Dr. Roger W. Evans and the Media
Over the years I have had the privilege, and the pleasure, of participating in various forms of mass media programming, including television and radio appearances. On multiple occasions I have appeared on 60 Minutes. I have been a guest on virtually every morning news show, including ABC, CBS, and NBC. I have also appeared on various "talk shows" concerning a variety of health care topics.
I debated Richard D. Lamm when he was Governor of Colorado on at least two occasions concerning the issue of health care resource allocation and rationing. As many people will recall, Lamm, when commenting on terminally ill elderly people, indicated that they have a "duty to die and get out of the way" instead of trying to prolong their lives by artificial means. This comment proved to be controversial, although it was often take out of context.
In addition, I have filmed a number of health care educational segments with CNN. Many of these were directed by Gary Schwitzer when he was at CNN from 1983-1991.
I have also made important contributions to the print media.

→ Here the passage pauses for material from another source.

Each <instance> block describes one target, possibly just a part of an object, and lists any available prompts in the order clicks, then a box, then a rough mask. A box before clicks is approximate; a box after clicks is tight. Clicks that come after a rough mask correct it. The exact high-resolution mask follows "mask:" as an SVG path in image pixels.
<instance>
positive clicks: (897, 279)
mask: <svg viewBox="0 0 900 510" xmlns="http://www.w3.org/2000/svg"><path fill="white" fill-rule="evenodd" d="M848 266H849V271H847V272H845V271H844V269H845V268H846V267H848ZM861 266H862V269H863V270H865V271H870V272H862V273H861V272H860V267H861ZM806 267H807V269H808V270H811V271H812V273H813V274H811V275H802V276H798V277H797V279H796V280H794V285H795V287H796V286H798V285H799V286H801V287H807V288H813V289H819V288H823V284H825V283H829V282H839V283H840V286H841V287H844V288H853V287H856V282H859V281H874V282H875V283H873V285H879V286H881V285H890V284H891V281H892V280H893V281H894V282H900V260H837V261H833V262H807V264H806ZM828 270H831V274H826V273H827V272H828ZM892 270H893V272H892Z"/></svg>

Writers for Science (Jocelyn Kaiser, Gina Kolata), the New York Times (Lawrence Altman, Gina Kolata, Sheryl Gay Stolberg), the Washington Post (Spencer Rich, Don Colburn), the Wall Street Journal (Michael Waldholz, David Wessel, Ron Winslow), the Los Angeles Times, Bloomberg News (Glenn Thrush), and various other regional publications have, over the years, consulted me for an independent point of view, and an objective analysis of major health care issues.
I am recognized as a resource person for many publications. This means I am not always cited in an article. Often writers are looking for help in trying to frame or structure a particular story on a given issue. I offer them advice, and make suggestions as to whom they might want to interview, even if the persons I identify take positions that might conflict with my own.
In recounting my experiences with the mass media, I do not intend to overstate the significance of my role. However, I do take great pride in my ability to take very complex health care issues, and decompose them in a manner that is very understandable. I believe this is one of the reasons media persons often consult me. I take this role seriously, and I do not abuse a privilege I have come appreciate and enjoy.
When limiting my attention to transplantation, I am available to discuss or comment on the following topics:
- Economics of transplantation
- Coverage and reimbursement policy
- Centers of excellence contracts
- New transplant program startups
- Organ donation
- Transplant outcomes, including other quality indicators
- Immunosuppressive medications
- History of transplantation
- Demand and supply of transplantation professionals
- Public policy
- Transplant disparities/inequities
- Number and distribution of transplantation centers
- Organ preservation methods
- Quality of life and transplantation
- Donor organ supply - actual and potential
- Methods to increase donor organ supply
- Transplant center performance and organizational dynamics
More generally, I am available to comment and consult on various issues related to my areas of expertise. For each of the areas listed, I have published one or more papers in the peer reviewed literature.